And yet it appears this politicized story time is getting the green light.

If you don’t like it, you’d better have a strong capacity to withstand cognitive dissonance or a very thick skin.

The next page of the lesson plan (above) says the students—aged four to seven—are asked to “list pronouns and write them on a piece of chart paper” before the book is read. They are told to pay attention to pronouns in the story, and reminded that we can’t tell “if someone is a girl, boy, both or neither by how they look”. (Again, we are promoting an idea that is untrue, namely that more than two sexes exist. Human beings are a sexually dimorphic species: this is a well-established fact.)
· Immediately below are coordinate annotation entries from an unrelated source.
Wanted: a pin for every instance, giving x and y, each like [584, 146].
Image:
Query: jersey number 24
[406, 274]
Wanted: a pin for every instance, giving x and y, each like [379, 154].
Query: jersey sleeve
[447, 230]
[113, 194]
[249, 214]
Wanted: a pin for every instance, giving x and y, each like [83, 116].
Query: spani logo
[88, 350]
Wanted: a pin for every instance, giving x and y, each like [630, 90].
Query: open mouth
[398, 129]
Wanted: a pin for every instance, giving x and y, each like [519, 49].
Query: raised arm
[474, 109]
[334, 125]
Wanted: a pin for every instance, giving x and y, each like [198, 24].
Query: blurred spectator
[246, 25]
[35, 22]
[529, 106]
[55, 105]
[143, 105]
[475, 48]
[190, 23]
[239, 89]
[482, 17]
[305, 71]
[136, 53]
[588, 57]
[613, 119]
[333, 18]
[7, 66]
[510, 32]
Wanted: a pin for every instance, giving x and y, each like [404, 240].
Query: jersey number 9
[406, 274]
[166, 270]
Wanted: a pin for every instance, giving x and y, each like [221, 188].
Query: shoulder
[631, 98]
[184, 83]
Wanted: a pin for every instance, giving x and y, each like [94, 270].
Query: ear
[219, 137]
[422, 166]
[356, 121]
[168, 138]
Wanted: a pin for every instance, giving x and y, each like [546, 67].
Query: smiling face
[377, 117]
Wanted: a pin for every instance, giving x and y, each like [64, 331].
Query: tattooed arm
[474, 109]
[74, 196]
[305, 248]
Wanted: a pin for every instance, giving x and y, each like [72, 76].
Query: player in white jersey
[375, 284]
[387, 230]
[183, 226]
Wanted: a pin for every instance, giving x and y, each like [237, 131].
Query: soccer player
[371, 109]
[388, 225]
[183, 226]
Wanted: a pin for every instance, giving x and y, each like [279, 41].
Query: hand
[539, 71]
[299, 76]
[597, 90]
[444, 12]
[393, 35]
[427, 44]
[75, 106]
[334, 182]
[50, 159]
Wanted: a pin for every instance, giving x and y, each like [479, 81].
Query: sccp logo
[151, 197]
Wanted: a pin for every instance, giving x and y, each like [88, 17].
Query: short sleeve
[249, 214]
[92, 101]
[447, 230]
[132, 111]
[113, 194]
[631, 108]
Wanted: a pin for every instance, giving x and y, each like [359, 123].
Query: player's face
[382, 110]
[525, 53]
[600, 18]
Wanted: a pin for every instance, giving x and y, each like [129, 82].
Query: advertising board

The teacher starts reading. The first character introduced uses the pronoun “they”.

The second one has no pronoun. The teacher asks for a pronoun anyway. Oups, tricked ya — Brody only goes by Brody, kids.

Then we learn about Diego: “Diego drums and dances. Tree has all the sounds”.
“What pronoun does Diego use?”, asks the teacher.

Tree? Good job!

So it continues… One character uses “ze” pronoun, another uses “more than one” pronoun, and one uses “all” pronouns.

Then students are asked to write their name and pronoun on a sheet, and draw a self-portrait.
As if this wasn’t enough lunacy for one day, the teacher is also instructed to “let students know that if they have always wanted to wear a bow tie with rainbow suspenders, that they can draw themselves this way”, or that they can “change their hair to a style that represents their true selves”.

Their true selves. Hmmm.

What can I say?
This all ends when enough of us choose to speak the truth.

“The refusal to take sides on great moral issues is itself a decision. It is a silent acquiescence to evil.” — Fulton J Sheen.